China is building 21 gigawatts of new nuclear energy capacity. Its total nuclear capacity will reach at 70-80 gigawatts by 2020, accounting for 6 percent of its total energy use and perhaps a fifth of the global industry.

In 2007, China National Nuclear Corp partnered with Westinghouse to build four third-generation nuclear reactors for an estimated $8 billion to supply power to China's growing coastal cities.

Demand in China for advanced nuclear power technology translates into a huge market for the US companies.

The US, too, is investing heavily in nuclear energy with more than $60 billion in loan guarantees available for the industry. The most efficient form of industry support, of course, is market opportunity, and the US and China could harmonize and cooperate on transparent standards for nuclear reactor performance, safety, and secure waste management.

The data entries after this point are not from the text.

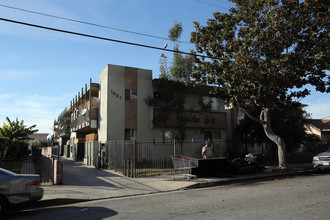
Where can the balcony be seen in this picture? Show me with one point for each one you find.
(86, 121)
(64, 131)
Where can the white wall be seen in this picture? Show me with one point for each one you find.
(144, 130)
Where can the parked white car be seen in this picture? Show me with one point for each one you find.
(322, 161)
(18, 188)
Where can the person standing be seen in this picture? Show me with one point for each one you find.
(207, 151)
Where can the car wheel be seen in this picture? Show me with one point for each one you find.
(3, 206)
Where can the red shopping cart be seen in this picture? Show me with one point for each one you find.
(183, 163)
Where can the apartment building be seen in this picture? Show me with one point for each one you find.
(127, 104)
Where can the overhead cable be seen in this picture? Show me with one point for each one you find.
(89, 23)
(101, 38)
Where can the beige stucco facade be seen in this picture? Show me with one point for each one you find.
(116, 113)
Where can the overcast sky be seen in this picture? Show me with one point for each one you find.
(42, 70)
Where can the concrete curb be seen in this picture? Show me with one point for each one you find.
(234, 180)
(209, 183)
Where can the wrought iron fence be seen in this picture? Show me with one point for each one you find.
(143, 158)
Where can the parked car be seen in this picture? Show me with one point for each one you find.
(322, 161)
(252, 163)
(18, 188)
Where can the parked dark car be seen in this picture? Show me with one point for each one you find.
(252, 163)
(18, 188)
(322, 161)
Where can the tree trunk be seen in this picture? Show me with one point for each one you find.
(264, 120)
(281, 148)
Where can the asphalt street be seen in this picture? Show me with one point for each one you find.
(304, 197)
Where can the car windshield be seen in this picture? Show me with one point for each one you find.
(7, 172)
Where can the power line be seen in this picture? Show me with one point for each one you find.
(89, 23)
(210, 4)
(101, 38)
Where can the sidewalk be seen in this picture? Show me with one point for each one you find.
(84, 183)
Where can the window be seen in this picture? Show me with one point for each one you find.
(212, 135)
(213, 102)
(127, 134)
(127, 94)
(167, 136)
(134, 94)
(130, 134)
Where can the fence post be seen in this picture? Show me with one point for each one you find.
(174, 146)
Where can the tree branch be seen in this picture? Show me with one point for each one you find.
(254, 118)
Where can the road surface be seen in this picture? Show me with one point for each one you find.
(305, 197)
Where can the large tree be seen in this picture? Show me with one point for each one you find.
(15, 133)
(265, 52)
(181, 66)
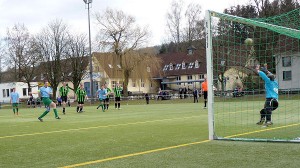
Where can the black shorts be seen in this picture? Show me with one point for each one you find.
(64, 98)
(205, 94)
(81, 102)
(117, 98)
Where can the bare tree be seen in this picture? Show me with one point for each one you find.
(193, 17)
(17, 41)
(120, 34)
(23, 55)
(53, 42)
(174, 21)
(76, 59)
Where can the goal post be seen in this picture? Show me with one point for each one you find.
(234, 46)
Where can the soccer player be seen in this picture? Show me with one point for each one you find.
(204, 91)
(63, 92)
(195, 94)
(80, 96)
(117, 91)
(271, 103)
(14, 100)
(107, 97)
(45, 93)
(102, 95)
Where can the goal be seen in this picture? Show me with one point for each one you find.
(234, 46)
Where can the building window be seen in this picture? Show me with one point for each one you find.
(171, 66)
(178, 78)
(165, 67)
(142, 83)
(113, 84)
(287, 75)
(24, 92)
(183, 65)
(286, 61)
(190, 77)
(196, 64)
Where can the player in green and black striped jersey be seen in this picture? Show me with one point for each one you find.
(107, 98)
(63, 92)
(117, 91)
(80, 97)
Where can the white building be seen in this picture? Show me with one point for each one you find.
(21, 88)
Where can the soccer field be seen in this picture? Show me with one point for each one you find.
(154, 135)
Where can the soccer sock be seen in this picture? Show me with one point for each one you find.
(55, 113)
(45, 113)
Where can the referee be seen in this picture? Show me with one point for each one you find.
(63, 92)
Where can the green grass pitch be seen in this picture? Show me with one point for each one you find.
(165, 134)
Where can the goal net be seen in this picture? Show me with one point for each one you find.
(235, 45)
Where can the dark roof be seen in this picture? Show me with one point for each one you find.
(180, 57)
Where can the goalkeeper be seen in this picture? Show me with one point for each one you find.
(271, 103)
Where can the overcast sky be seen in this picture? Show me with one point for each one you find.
(36, 14)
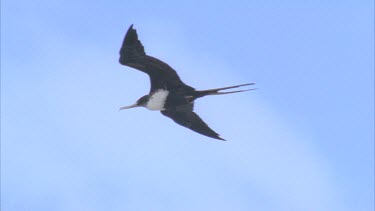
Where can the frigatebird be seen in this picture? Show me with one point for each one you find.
(168, 93)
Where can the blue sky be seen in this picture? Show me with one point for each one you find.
(303, 141)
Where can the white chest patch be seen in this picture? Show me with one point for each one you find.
(157, 100)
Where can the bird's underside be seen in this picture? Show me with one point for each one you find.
(163, 77)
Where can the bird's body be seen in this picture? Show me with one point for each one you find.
(168, 93)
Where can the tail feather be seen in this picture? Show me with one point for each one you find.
(216, 91)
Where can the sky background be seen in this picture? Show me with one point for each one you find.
(303, 141)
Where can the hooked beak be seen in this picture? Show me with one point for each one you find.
(131, 106)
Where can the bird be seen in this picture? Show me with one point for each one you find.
(168, 93)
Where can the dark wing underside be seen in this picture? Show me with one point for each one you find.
(162, 76)
(192, 121)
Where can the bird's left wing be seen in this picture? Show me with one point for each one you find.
(192, 121)
(161, 75)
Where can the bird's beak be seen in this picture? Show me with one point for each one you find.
(131, 106)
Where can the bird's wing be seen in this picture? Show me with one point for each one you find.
(192, 121)
(161, 75)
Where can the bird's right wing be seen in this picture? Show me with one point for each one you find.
(192, 121)
(161, 75)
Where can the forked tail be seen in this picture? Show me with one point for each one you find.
(203, 93)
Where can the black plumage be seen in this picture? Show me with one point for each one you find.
(179, 102)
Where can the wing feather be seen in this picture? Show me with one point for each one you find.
(191, 120)
(162, 76)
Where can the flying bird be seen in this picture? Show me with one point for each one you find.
(168, 93)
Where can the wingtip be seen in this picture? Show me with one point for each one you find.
(219, 138)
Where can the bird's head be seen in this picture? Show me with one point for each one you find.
(141, 102)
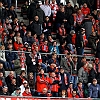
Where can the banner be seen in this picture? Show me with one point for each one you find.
(98, 4)
(45, 98)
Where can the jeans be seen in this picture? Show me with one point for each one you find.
(55, 94)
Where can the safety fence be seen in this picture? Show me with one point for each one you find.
(37, 98)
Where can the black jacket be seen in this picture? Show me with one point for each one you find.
(36, 27)
(40, 13)
(79, 40)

If there were to happen everyone would benefit.

Professor Daniel Kammen is on leave from the Energy and Resources Group at Berkeley while he serves as the Chief Technical Specialist for Renewable Energy and Energy Efficiency at the World Bank Group. Gang He is pursuing his doctorate in the Energy and Resources Group at UC Berkeley and is a guest researcher at the Institute of Environment and Economy at Peking University.